A square loop is carrying a steady current I and the magnitude of its magnetic dipole moment is m. If this square loop is changed to a circular loop and it carries the same current, the magnitude of the magnetic dipole moment of circular loop will be:

The magnetic dipole moment of any planar current-carrying loop is given by the relation

$$m = NI A,$$

where $$N$$ is the number of turns, $$I$$ is the current and $$A$$ is the area enclosed by the loop. In both the square and the circular loop we have a single turn, so $$N = 1$$ throughout.

For the original square loop let the length of each side be $$a$$. Its area is therefore

$$A_{\text{square}} = a^{2}.$$

Because it carries the current $$I$$, its magnetic dipole moment is given to be $$m$$, so from the defining formula we can write

$$m = I \, a^{2}.$$

Solving this expression for $$a^{2}$$ gives

$$a^{2} = \frac{m}{I}.$$

The same wire is now bent into a circle, so its length does not change. The perimeter of the square equals the circumference of the circle.

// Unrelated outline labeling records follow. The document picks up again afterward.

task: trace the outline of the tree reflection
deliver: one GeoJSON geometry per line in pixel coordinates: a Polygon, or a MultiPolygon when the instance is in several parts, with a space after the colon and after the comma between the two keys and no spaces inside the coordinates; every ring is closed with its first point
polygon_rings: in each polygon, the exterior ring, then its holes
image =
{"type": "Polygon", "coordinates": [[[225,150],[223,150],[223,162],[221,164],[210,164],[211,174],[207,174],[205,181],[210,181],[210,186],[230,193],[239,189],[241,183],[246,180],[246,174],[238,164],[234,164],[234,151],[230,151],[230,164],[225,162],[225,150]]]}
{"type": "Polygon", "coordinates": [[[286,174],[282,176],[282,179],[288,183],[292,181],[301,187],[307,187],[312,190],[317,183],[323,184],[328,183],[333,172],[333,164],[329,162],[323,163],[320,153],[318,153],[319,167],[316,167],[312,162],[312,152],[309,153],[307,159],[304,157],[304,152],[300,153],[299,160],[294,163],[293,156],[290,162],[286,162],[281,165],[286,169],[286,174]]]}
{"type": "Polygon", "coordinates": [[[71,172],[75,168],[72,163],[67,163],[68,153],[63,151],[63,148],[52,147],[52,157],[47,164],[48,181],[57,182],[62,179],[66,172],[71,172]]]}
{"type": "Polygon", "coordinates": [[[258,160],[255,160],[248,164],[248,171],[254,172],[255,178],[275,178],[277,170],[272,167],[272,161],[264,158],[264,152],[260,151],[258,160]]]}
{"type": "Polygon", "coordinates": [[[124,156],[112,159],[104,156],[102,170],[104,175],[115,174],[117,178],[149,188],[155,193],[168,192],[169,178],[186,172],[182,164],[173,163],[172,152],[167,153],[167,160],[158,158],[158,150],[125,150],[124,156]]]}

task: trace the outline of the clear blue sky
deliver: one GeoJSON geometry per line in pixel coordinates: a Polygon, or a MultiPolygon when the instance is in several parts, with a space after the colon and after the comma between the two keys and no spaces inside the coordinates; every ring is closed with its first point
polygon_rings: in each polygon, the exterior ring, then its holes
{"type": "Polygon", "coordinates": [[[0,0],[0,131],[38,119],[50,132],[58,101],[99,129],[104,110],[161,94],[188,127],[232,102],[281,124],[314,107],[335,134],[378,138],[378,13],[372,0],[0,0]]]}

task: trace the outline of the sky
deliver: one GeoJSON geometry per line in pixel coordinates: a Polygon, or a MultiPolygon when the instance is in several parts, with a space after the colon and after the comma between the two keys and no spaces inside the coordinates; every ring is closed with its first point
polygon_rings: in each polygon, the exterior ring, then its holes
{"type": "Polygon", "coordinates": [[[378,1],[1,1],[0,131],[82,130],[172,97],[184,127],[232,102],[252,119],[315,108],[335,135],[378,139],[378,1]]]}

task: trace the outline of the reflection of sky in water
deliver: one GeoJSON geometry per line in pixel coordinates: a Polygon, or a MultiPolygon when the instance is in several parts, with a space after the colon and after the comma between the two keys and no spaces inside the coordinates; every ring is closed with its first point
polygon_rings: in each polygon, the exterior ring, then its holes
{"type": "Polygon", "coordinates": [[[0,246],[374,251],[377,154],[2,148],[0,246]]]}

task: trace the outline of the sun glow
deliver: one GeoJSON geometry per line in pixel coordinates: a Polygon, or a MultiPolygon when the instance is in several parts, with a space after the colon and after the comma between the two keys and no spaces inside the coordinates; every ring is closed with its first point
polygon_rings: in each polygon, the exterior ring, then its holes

Thus

$$4a = 2\pi r,$$

where $$r$$ is the radius of the circle. Dividing both sides by $$2\pi$$ we obtain

$$r = \frac{2a}{\pi}.$$

Next we compute the area of the circle:

$$A_{\text{circle}} = \pi r^{2} = \pi\left(\frac{2a}{\pi}\right)^{2}.$$

Squaring the numerator and denominator and then cancelling one factor of $$\pi$$, we get

$$A_{\text{circle}} = \pi \cdot \frac{4a^{2}}{\pi^{2}} = \frac{4a^{2}}{\pi}.$$

Now we substitute $$a^{2} = \dfrac{m}{I}$$, obtained earlier, into this area:

$$A_{\text{circle}} = \frac{4}{\pi}\left(\frac{m}{I}\right).$$

The magnetic dipole moment of the circular loop, denoted $$m'$$, is again $$NI A$$ with $$N = 1$$, so

$$m' = I \, A_{\text{circle}} = I \left(\frac{4}{\pi}\frac{m}{I}\right).$$

Here the current $$I$$ in the numerator cancels the $$I$$ in the denominator, leaving

$$m' = \frac{4m}{\pi}.$$

Thus, after reshaping the square loop into a circular loop while keeping the same current, the magnetic dipole moment becomes $$\dfrac{4m}{\pi}$$.

Hence, the correct answer is Option A.